Sunday, 17 March 2013

Do you wanna dance? Or do you wanna dance?

Dancing. There is nothing quite like it. It can be a celebration of being alive and being in love, or it can be a chance to touch and talk to somebody you otherwise are not able to see, or even allowed to talk to. There are many great dance numbers in film history, I could devote the rest of the year with examples. I am not going to do that, but here at least are some favourite sequences.

Let's begin with a lesson from Gene Kelly, teaching Jerry to dance in Anchors Aweigh (1945):



We move quickly from Kelly's lessons to John Travolta going solo in Saturday Night Fever (1977).




Here is a less sincere scene, from Airplane (1978), with the music from Saturday Night Fever:




Next is a regimental dance from Fort Apache (1948), with Henry Fonda as a stiff dancer.



Nobody is stiff here when Mohammed Rafi sings Jan Pehechan Ho in Gumnamn (1965):



The peasant dance sequence from Sunrise (1927) works better as part of the whole film, but here it is any way. They are new in the big city, not used to its ways, and he does not want to be reminded that he is a peasant. But he surrenders. With George O'Brien and Janet Gaynor.



Here there is no shame, just wordless grace. Cyd Charisse and Fred Astaire in The Band Wagon (1953).

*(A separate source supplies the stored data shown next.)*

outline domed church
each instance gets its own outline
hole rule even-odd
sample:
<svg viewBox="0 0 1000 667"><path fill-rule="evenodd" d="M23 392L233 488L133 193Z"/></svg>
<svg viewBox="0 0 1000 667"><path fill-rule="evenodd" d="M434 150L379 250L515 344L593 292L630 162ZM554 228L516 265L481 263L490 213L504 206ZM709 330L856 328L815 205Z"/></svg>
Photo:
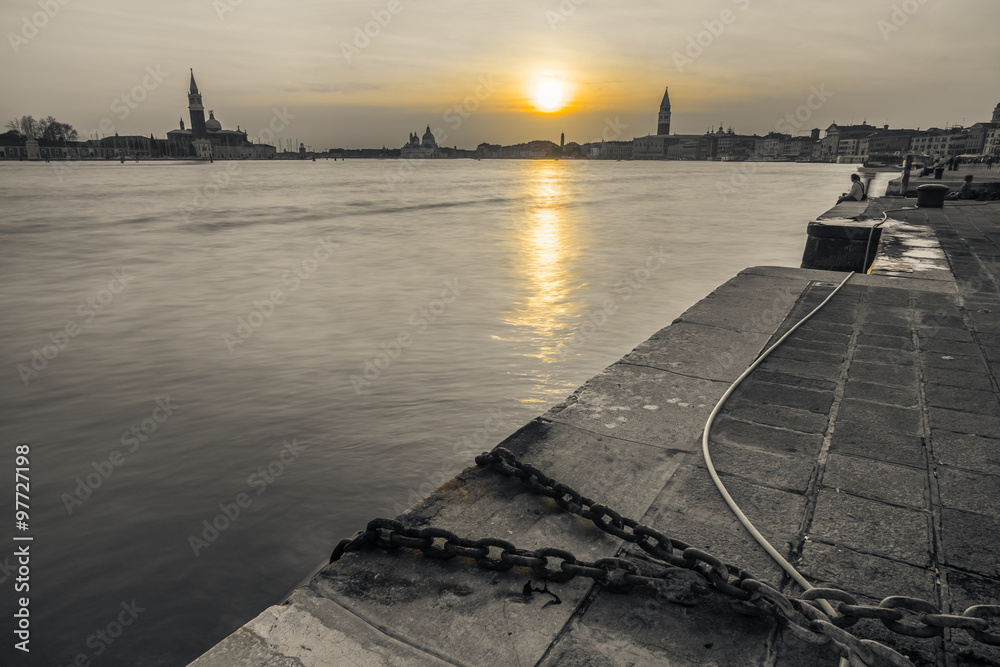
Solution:
<svg viewBox="0 0 1000 667"><path fill-rule="evenodd" d="M235 130L222 129L222 123L215 118L215 112L208 112L201 103L201 93L191 70L191 88L188 91L188 111L191 115L191 129L184 129L181 119L180 129L167 132L169 154L175 157L190 156L207 160L238 160L247 158L274 157L274 146L255 144L247 138L245 130L239 126Z"/></svg>
<svg viewBox="0 0 1000 667"><path fill-rule="evenodd" d="M414 132L410 135L410 140L400 150L400 157L403 158L441 158L445 157L438 148L437 139L431 132L431 126L427 126L427 131L423 137L417 136Z"/></svg>

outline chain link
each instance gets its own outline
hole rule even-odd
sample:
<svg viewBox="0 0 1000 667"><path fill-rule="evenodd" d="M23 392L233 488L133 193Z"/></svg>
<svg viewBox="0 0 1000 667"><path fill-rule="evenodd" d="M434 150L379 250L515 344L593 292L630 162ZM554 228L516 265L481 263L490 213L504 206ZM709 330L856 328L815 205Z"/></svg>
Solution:
<svg viewBox="0 0 1000 667"><path fill-rule="evenodd" d="M407 547L418 549L429 558L451 560L470 558L485 570L506 572L514 567L531 570L539 579L562 583L574 577L587 577L611 592L626 593L637 587L659 590L664 583L677 579L683 571L693 571L716 590L743 603L771 613L793 634L806 642L833 642L851 665L871 665L876 658L896 667L912 667L906 657L893 649L868 639L859 639L844 630L862 618L877 619L897 634L909 637L935 637L944 628L965 630L974 639L1000 646L1000 633L990 631L991 619L1000 618L1000 605L977 605L962 614L942 614L926 600L890 596L878 606L860 605L846 591L813 588L798 597L753 578L744 570L724 563L712 554L668 537L664 533L623 517L610 507L595 503L575 489L553 480L538 468L522 463L509 450L496 447L476 457L481 467L521 480L533 492L552 498L563 510L582 517L602 531L634 544L667 567L652 575L621 558L601 558L594 562L578 560L564 549L552 547L528 551L502 539L469 540L443 528L412 528L394 519L374 519L364 531L342 540L334 548L330 562L345 553L370 546L381 549ZM494 553L499 550L499 553ZM839 616L825 614L817 600L826 600ZM910 613L905 613L910 612ZM905 619L905 620L904 620Z"/></svg>

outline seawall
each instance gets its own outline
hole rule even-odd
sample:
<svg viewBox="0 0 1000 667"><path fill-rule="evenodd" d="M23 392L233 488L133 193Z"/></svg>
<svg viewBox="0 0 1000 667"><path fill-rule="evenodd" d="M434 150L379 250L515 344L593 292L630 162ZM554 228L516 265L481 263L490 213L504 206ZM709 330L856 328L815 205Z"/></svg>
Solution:
<svg viewBox="0 0 1000 667"><path fill-rule="evenodd" d="M192 665L1000 664L974 636L998 633L1000 608L961 616L1000 604L1000 206L890 221L871 275L710 433L743 511L843 592L842 634L735 520L700 451L730 383L845 277L752 267L500 443L537 469L528 483L470 461ZM540 493L548 478L584 498ZM938 612L987 618L970 632Z"/></svg>

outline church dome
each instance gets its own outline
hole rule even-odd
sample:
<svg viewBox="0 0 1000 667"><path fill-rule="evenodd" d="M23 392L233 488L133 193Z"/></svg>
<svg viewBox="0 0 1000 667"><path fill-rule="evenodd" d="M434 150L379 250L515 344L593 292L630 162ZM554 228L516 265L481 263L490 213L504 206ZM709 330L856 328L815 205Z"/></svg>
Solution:
<svg viewBox="0 0 1000 667"><path fill-rule="evenodd" d="M215 112L208 112L208 120L205 121L205 129L209 132L218 132L222 129L222 123L215 120Z"/></svg>
<svg viewBox="0 0 1000 667"><path fill-rule="evenodd" d="M431 132L431 126L427 126L427 131L424 132L423 140L421 142L424 146L435 147L437 146L437 141L434 139L434 133Z"/></svg>

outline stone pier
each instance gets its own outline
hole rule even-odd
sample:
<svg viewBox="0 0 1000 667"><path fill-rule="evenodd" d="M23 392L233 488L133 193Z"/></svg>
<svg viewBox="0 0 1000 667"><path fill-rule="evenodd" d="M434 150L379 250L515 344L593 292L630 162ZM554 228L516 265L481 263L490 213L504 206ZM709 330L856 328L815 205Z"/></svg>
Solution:
<svg viewBox="0 0 1000 667"><path fill-rule="evenodd" d="M912 203L875 200L866 215ZM1000 605L1000 205L896 212L885 227L871 275L852 276L729 399L712 455L743 511L815 586L860 605L920 598L943 614ZM844 276L741 271L500 444L799 595L724 504L701 433L730 383ZM668 571L521 481L469 463L399 521ZM493 572L471 558L366 547L192 665L838 664L835 643L695 572L670 572L617 593L587 577L545 582L525 567ZM919 614L904 621L919 625ZM990 629L1000 633L1000 618ZM846 630L915 665L1000 665L1000 647L961 629L916 638L866 618Z"/></svg>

Now more black and white, yet a more recent film, Sally Potter's The Tango Lesson (1997).
Pablo Verón dancing his way through cooking.



It is not unusual for there to be dancing in Patrice Leconte's films. Here Jean Rochefort dances, to a Pakistani song, in The Hairdresser's Husband (1990).



More French dancing, here in Bande à part (1964):




Back to colour and Fred Astaire, this time a scene from Royal Wedding (1951). He is not letting the laws of physics get in the way of a good number. Some feeling.



Finally, the full ballet of the Red Shoes from The Red Shoes (1948). It does not get any better than this.

1 comment:

  1. I'm glad you included Fred Astaire, I can't get enough of watching his dance moves!